2.3. Du bon usage d'Internet

     Dans la masse d'informations dispensée par le Web, il est difficile de se repérer et certains vont même jusqu'à comparer Internet à une "boutique de livres d'occasion après un tremblement de terre", comment s'y retrouver ? Comment fait-on pour naviguer dans les services disponibles sur le réseau et pour y chercher des informations ?

     Chaque ressource du Wordl Wide Web a un format de codage (par exemple HTML, Hypertext Markup Language) et se présente sous forme de document multimédia comportant des liens hypertexte. L'ensemble est hébergé sur un serveur qui est doté d'une adresse IP (Internet Protocol) unique au monde. Cette adresse étant difficile à mémoriser, on propose un alias du type WWW quelque chose.fr.

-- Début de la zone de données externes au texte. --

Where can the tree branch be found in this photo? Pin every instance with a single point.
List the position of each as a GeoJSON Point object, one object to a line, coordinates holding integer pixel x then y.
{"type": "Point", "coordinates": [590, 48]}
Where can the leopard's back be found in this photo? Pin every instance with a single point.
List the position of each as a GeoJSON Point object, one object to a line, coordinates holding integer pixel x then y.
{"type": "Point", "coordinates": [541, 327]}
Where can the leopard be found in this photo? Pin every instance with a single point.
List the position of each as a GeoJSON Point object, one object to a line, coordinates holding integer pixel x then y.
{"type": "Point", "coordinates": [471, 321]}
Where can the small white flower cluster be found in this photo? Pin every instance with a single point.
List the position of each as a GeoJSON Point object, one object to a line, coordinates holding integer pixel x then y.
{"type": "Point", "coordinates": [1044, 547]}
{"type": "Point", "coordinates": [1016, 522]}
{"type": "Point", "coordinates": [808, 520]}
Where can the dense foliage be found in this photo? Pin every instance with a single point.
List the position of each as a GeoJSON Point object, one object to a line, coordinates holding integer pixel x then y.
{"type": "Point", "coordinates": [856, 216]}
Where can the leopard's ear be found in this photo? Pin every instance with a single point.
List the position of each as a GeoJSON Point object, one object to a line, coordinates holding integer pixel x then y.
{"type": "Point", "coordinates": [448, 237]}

Cet alias pointe un répertoire sur la racine virtuelle d'un disque, suivi de sous-répertoires et du nom du fichier ce qui donne par exemple : http://www.bnf.fr/enluminures/manuscrits (protocole utilisé//adresse du serveur/chemin/fichier) pour consulter les manuscrits à enluminures de la Bibliothèque nationale de France.

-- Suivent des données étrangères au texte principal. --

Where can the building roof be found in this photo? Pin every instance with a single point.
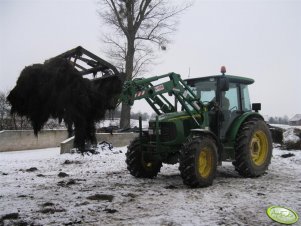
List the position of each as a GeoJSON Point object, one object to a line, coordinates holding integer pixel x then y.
{"type": "Point", "coordinates": [297, 117]}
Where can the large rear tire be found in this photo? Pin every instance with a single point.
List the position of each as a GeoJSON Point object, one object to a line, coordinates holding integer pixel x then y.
{"type": "Point", "coordinates": [253, 148]}
{"type": "Point", "coordinates": [140, 165]}
{"type": "Point", "coordinates": [198, 162]}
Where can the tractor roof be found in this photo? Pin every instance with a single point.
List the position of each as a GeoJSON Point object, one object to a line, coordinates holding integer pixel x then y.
{"type": "Point", "coordinates": [231, 78]}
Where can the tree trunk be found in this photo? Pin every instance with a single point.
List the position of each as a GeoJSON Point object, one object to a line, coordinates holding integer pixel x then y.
{"type": "Point", "coordinates": [125, 116]}
{"type": "Point", "coordinates": [129, 67]}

     Les outils de recherche fonctionnent selon deux méthodes :

  • les robots comme Alta Vista (de Digital Equipment, http://www.altavista.digital.com) dans lesquels l'accès ressources se fait selon un parcours à partir des mots contenus dans des pages avec possibilité d'utilisation d'opérateurs booléens ;
  • les répertoires thématiques validés comme Yahoo (Yet another Hierarchically Organizeol Oracle, http://www.Yahoo.com) dans lesquels les ressources soumises par les auteurs et validées par un réseau de partenaires sont organisées selon une classification.

     L'utilisateur dispose d'un outil universel de consultation (le navigateur de Netscape ou l'explorateur Internet de Microsoft) en interface avec les outils qu'il utilise habituellement (traitement de texte, tableur, gestionnaire de base de données, hypertexte...).

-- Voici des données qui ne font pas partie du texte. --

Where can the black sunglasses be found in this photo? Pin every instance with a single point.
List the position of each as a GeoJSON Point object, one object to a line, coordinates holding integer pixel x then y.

     Les services sont assurés par des opérateurs (comme Renater) qui relient certains sites informatiques à Internet ou des fournisseurs d'accès qui gèrent en même temps que la connexion au réseau, les comptes et les accès des usagers.

     Cependant l'arrivée d'Internet, si elle multiplie de façon considérable les sources d'information, ne change en rien le rapport que les enseignants et les élèves doivent avoir aux "documents". Concernant le système éducatif, les centres de documentation et d'information (CDI), ainsi que les centres régionaux (CDDP, CRDP) et le CNDP ont pour mission d'aider les enseignants et les élèves à se repérer dans la masse des documents accessibles et à contribuer à la formation des jeunes. Le CDI apparaît en particulier comme un lien privilégié pour installer un accès à Internet et proposer ainsi aux intéressés une approche globale des ressources et documents pédagogiques [7].

3 - LE NOUVEAU STATUT DU DOCUMENT

     La mise à la disposition des élèves de banques de données précédemment uniquement accessibles aux spécialistes et la possibilité qui leur est offerte de corréler et de traiter des données aux formes diverses (image fixe ou animée, graphique, texte, son, carte...) modifient profondément le statut du document en classe. Jusqu'ici le document était majoritairement (sauf dans quelques cas comme le traitement statistique et cartographique, la vidéo) donné comme non modifiable et non retraitable pour être soumis à l'analyse. Apporté par le maître, le manuel, résultant d'une recherche dans une encyclopédie, il possédait d'emblée un double caractère disciplinaire et textuel que l'élève devait restituer. Analysé, il avait pour rôle d'identifier, de vérifier, de démontrer, de justifier...

     L'accès des élèves à un environnement informatique (réseau, scanner, lecteur de cédérom, logiciel de traitement de l'image comme Photoshop, hypertexte comme Toolbook, etc.) couplé ou non à un environnement vidéo, autorise ceux-ci à produire, dans une qualité proche du manuel ou du support documentaire proposé par le professeur, leurs propres documents.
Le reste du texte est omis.